- Theatrical release poster
- Directed by: Erik de Bruyn
- Written by: Gwen Eckhaus; Erik de Bruyn;
- Produced by: Erik Schut
- Starring: Monic Hendrickx; Sanneke Bos; Halina Reijn;
- Cinematography: Bert Haitsma
- Edited by: Sander Kuipers
- Music by: David van der Heyden
- Production companies: Rocketta Film; Serendipity Films; Filbox produções;
- Distributed by: A-Film Distribution
- Release date: 25 October 2007 (Netherlands);
- Running time: 100 minutes
- Countries: Netherlands; Belgium;
- Languages: Dutch; English; Portuguese;
- Budget: €2 million
- Box office: $12,905

= Nadine (2007 film) =

2007 drama film by Erik de Bruyn

Nadine is a 2007 Dutch road movie drama film directed by Erik de Bruyn from a script he co-wrote with Gwen Eckhaus and starring Monic Hendrickx, Sanneke Bos and Halina Reijn. It follows a career woman named Nadine, who is played by the three lead actors at three different life stages of her life, the story starts when the oldest (Hendrickx) kidnaps a baby and goes on a road trip towards Portugal.

Nadine had its premiere on September 29 at the Netherlands Film Festival. At the International Filmfestival Mannheim-Heidelberg, the film was the opening film and would later debut in Dutch theaters on October 25, 2007.

==Production==
The idea for Nadine started shortly after the release of de Bruyn's Wild Mussels, according to him when he just turned 40 years old and in his friend group there were a number of highly educated independent women, who became suddenly interested in having children when they turned forty. He started delving into the subject himself, which was fueled by his own feelings around mortality. He co-wrote the first draft with Marion Bloem, the decision to cast three women for the same character was established early in development.

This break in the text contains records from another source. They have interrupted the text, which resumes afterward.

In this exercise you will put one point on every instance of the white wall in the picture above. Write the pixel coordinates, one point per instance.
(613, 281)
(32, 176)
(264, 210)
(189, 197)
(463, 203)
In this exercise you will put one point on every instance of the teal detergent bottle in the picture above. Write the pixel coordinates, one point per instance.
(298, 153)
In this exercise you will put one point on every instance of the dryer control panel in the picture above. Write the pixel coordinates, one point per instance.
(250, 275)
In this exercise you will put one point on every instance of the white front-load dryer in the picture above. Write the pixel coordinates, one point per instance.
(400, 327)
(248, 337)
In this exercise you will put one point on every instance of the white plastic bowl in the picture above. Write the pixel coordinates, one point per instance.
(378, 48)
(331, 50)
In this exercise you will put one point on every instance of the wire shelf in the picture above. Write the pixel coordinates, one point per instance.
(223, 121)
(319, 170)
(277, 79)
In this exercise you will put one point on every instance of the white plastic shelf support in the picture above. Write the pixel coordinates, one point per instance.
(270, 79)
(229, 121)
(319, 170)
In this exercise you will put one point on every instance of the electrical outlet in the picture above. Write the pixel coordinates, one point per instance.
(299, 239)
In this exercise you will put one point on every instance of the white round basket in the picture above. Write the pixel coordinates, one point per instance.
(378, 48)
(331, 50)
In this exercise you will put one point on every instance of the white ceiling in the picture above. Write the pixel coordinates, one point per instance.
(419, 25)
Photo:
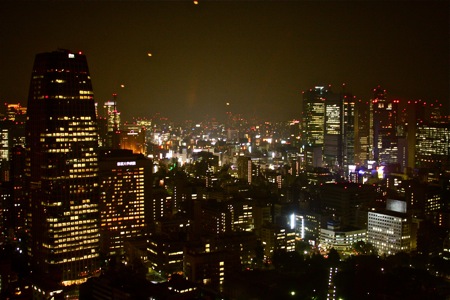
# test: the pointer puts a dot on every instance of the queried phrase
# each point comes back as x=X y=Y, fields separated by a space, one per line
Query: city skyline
x=188 y=61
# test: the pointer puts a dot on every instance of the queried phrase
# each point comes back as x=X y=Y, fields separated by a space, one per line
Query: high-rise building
x=363 y=138
x=391 y=231
x=432 y=146
x=384 y=116
x=62 y=169
x=328 y=121
x=313 y=115
x=124 y=185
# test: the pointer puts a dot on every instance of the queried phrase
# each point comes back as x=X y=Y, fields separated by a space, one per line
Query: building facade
x=62 y=169
x=124 y=185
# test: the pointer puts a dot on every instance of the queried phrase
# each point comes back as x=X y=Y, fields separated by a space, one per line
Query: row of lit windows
x=72 y=259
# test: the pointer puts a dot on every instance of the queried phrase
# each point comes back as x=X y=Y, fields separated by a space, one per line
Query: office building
x=390 y=231
x=124 y=187
x=313 y=115
x=384 y=116
x=62 y=170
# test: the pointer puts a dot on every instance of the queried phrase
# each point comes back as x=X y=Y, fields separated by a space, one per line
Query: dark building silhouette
x=62 y=169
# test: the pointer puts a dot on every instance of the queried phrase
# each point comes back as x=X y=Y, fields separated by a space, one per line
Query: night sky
x=256 y=55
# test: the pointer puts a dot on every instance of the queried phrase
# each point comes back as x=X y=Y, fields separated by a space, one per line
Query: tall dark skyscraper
x=62 y=169
x=385 y=141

The film was supposed to be an international co-production with various production companies across Europe, but these plans were dropped after two years. Production started with an allocated budget of two million euro, but was only made with 1,5 million. On first day of filming in Portugal, the car that was used in the film was involved in a crash, the crew member involved only suffered minor injuries.

==Release==
Nadine had its premiere on September 29 at the Netherlands Film Festival. The film was the opening film at the International Filmfestival Mannheim-Heidelberg. It was shown in Dutch cinemas on October 25, 2007.